The Senate has approved a treaty allowing Sweden and Finland to join NATO.

The treaty, gaining bipartisan support, passed Wednesday by a vote of 95-1 in favor of expanding the North Atlantic Treaty Organization, The New York Times reported. Senate Majority Leader Chuck Schumer, D-N.Y., and Minority Leader Mitch McConnell, R-K.Y., voiced support for ratifying the treaty and for the growth of the organization.


Sen. Josh Hawley, R-Mo., was the only senator to vote against the treaty, the Times reported. Sen. Rand Paul, R-Ky., voted present.

“Our NATO alliance is the bedrock that has guaranteed democracy in the Western world since the end of World War II,” Schumer said.

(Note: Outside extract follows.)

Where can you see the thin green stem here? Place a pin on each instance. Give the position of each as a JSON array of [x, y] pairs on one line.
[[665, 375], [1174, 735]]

Sweden and Finland sought membership in NATO after Russia invaded Ukraine on Feb. 24, as they fear their nations may be targeted next, according to a statement released by the U.S. Defense Department.

Finland shares a border with Russia.

Historically, both Sweden and Finland have remained neutral or apprehensive of joining armed conflict. However, since Russian President Vladimir Putin’s invasion of Ukraine, the two countries have made historic changes in their foreign policies and sought to join the international defense organization.

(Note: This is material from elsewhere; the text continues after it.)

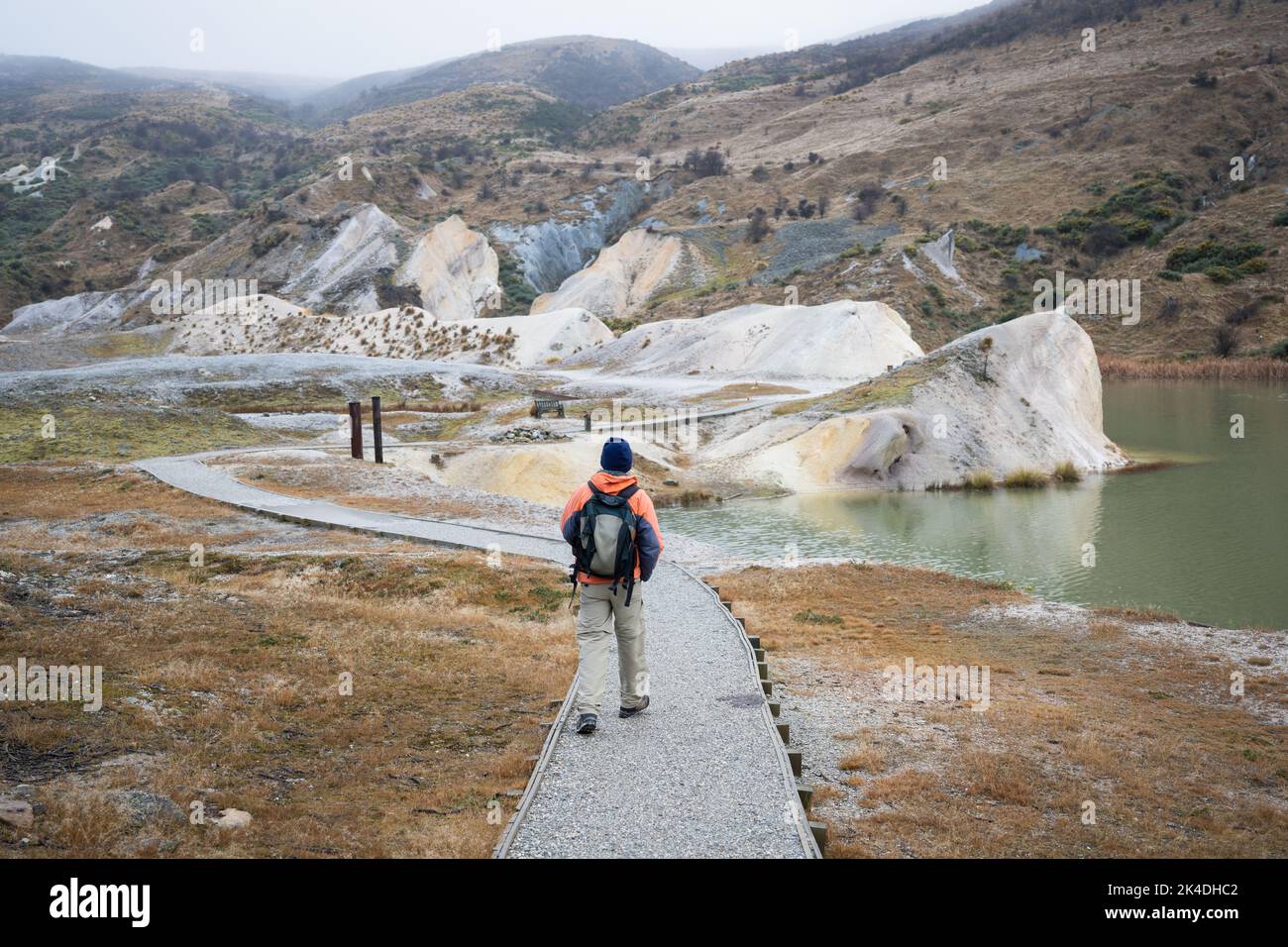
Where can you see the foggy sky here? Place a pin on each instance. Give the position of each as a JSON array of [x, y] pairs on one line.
[[347, 38]]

All 30 members of the alliance must vote on the same resolution for the entries of Sweden and Finland to NATO to become official. Once all members ratify the treaty, NATO will consist of 32 member states.

Hawley protested ratification, saying the United States should be more focused on combating China than Russia, The Hill reported.

On the floor of the Senate, Hawley berated the decision, stating that those who support it are misguided and that although joining the alliance was in Sweden’s and Finland’s best interests, it was not in America’s interests. He called for Europe to defend itself and rely less on the U.S.